Qin Hui

Qin Hui or Qin Kuai (January 17, 1090 – November 18, 1155) was a Chinese politician. He was a Chancellor of the Song dynasty in Chinese history. He is widely regarded as a traitor for his part in the persecution and execution of his political enemy, Yue Fei, a general who fought for the Song against the Jin dynasty during the Jin–Song Wars, resulting him being condemned by later generations of being corrupt. Modern historians, however, have placed as much blame (if not more) on the reigning Emperor Gaozong himself.[1] He was also nicknamed "Long-legged Qin" (Chinese: 秦長腿) by the people out of scorn.[2][3]

Qin Hui
Portrait of Qin Kuai
Traditional Chinese秦檜
Simplified Chinese秦桧
Courtesy name
Traditional Chinese會之
Simplified Chinese会之


Born in Jiangning (present days Nanjing, Jiangsu), Qin won Jinshi in the Imperial examination of 1115. During the Northern Song dynasty, Qin was an activist against the invasion by the Jin dynasty in the Jin–Song Wars. He was captured along with Emperor Qinzong and Emperor Huizong in the Jingkang Incident.

Some years later, he suddenly returned from captivity in the Jin empire to the capital of Emperor Gaozong. He claimed some sort of miraculous escape but quite some people expressed doubt regarding his story. However, he quickly won the emperor's favor and became the Chancellor of the Southern Song empire in 1131. In the next year, he was removed from the position after impeachment. After some Song victories in 1137, the Jin empire was forced to reopen peace talks, and Qin gained power as a pacifist.

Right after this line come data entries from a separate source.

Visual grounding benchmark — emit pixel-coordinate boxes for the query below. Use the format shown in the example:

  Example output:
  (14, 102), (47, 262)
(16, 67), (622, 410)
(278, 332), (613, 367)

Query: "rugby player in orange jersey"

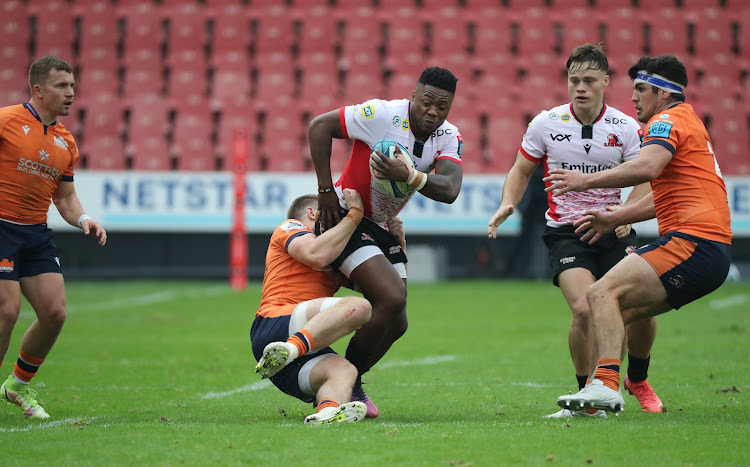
(545, 55), (732, 416)
(250, 189), (403, 425)
(0, 57), (107, 418)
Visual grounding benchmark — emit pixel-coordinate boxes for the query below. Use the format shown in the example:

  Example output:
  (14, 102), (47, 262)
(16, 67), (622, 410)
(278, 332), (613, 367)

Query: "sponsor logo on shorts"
(669, 274), (685, 289)
(53, 136), (68, 149)
(280, 221), (309, 232)
(604, 133), (622, 147)
(0, 258), (16, 272)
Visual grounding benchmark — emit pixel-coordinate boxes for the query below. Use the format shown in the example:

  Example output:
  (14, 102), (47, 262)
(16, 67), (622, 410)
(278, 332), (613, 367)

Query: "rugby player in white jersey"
(489, 44), (663, 418)
(309, 67), (463, 418)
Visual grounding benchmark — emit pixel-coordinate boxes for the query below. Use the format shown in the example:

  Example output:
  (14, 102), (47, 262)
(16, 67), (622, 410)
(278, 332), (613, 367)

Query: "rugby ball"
(370, 139), (414, 198)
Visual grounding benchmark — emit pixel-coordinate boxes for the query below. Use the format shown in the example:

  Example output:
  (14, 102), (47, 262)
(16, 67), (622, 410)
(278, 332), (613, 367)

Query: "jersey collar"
(569, 102), (607, 125)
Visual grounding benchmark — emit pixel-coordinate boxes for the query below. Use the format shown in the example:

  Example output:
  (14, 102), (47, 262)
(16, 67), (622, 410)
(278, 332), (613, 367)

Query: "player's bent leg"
(0, 280), (21, 362)
(558, 267), (596, 376)
(302, 297), (372, 347)
(20, 272), (67, 358)
(309, 354), (357, 403)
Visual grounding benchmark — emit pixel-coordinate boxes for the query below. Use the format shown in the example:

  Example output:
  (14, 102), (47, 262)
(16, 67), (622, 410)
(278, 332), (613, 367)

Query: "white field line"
(67, 285), (229, 313)
(0, 417), (97, 433)
(708, 294), (747, 310)
(203, 379), (271, 399)
(375, 355), (456, 368)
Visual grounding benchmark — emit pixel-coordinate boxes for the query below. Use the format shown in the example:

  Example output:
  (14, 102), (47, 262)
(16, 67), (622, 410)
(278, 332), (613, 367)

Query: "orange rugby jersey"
(256, 219), (340, 317)
(0, 102), (78, 224)
(643, 103), (732, 244)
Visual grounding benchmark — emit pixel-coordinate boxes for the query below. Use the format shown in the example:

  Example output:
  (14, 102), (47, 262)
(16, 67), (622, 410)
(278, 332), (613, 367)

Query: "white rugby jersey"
(335, 99), (463, 225)
(521, 103), (642, 227)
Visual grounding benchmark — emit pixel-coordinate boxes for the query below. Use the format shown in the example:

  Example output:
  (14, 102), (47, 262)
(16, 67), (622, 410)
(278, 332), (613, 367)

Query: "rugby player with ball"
(309, 67), (463, 418)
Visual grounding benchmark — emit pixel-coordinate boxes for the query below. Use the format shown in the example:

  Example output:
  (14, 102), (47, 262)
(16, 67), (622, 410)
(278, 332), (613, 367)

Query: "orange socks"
(13, 350), (44, 384)
(286, 329), (314, 360)
(315, 399), (339, 412)
(594, 358), (622, 391)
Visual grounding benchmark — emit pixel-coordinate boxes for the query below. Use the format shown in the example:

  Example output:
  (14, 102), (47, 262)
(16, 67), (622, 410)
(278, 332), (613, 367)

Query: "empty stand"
(126, 95), (170, 170)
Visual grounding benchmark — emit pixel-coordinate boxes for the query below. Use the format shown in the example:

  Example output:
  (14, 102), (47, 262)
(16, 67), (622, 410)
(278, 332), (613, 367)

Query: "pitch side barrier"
(48, 171), (750, 238)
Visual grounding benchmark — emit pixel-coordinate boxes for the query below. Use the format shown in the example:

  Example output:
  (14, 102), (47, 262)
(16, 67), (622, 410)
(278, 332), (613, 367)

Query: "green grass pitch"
(0, 281), (750, 466)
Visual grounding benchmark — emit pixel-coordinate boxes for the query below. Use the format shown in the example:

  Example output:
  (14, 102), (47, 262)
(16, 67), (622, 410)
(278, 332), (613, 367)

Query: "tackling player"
(309, 67), (463, 418)
(250, 190), (371, 425)
(544, 55), (732, 410)
(489, 44), (662, 418)
(0, 57), (107, 418)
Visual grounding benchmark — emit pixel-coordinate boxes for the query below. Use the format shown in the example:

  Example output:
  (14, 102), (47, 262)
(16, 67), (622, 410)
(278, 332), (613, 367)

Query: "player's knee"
(38, 303), (68, 328)
(0, 303), (21, 326)
(570, 297), (591, 326)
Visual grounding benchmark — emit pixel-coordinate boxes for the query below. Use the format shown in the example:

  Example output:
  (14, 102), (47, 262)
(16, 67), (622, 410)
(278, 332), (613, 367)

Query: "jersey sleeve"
(272, 219), (313, 251)
(622, 118), (643, 161)
(643, 114), (683, 155)
(521, 110), (547, 162)
(341, 99), (389, 147)
(61, 138), (78, 182)
(437, 127), (464, 164)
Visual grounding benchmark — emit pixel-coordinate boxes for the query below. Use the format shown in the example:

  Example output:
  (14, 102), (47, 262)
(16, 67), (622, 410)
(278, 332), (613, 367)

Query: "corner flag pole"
(229, 129), (249, 290)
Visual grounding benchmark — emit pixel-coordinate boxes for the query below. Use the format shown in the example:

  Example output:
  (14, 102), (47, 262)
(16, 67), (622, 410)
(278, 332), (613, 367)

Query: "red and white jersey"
(335, 99), (463, 225)
(521, 103), (642, 227)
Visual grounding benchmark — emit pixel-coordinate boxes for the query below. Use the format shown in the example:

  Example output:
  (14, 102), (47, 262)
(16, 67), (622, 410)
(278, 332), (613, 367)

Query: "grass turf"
(0, 281), (750, 465)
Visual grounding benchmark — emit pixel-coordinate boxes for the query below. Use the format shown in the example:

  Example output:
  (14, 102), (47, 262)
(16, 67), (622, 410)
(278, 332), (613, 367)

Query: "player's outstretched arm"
(308, 110), (344, 234)
(487, 151), (539, 238)
(52, 181), (107, 246)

With Qin's help, the emperor suppressed the war hawks and signed the Treaty of Shaoxing with the Jin empire. The emperor basically accepted the status of being a vassal of the Jin empire publicly. To open the peace talks, the national hero general Yue Fei, who was famous for his military successes against the Jurchen people, was framed by Qin and his accomplices for disobedience and treason. Yue was soon removed from his position, arrested and executed in prison. Murdering Yue Fei is one of the most infamous evil acts by a government minister in the whole history of the Song dynasty. Qin became notorious, and (after he lost power and died) some people suspected that he was a traitor.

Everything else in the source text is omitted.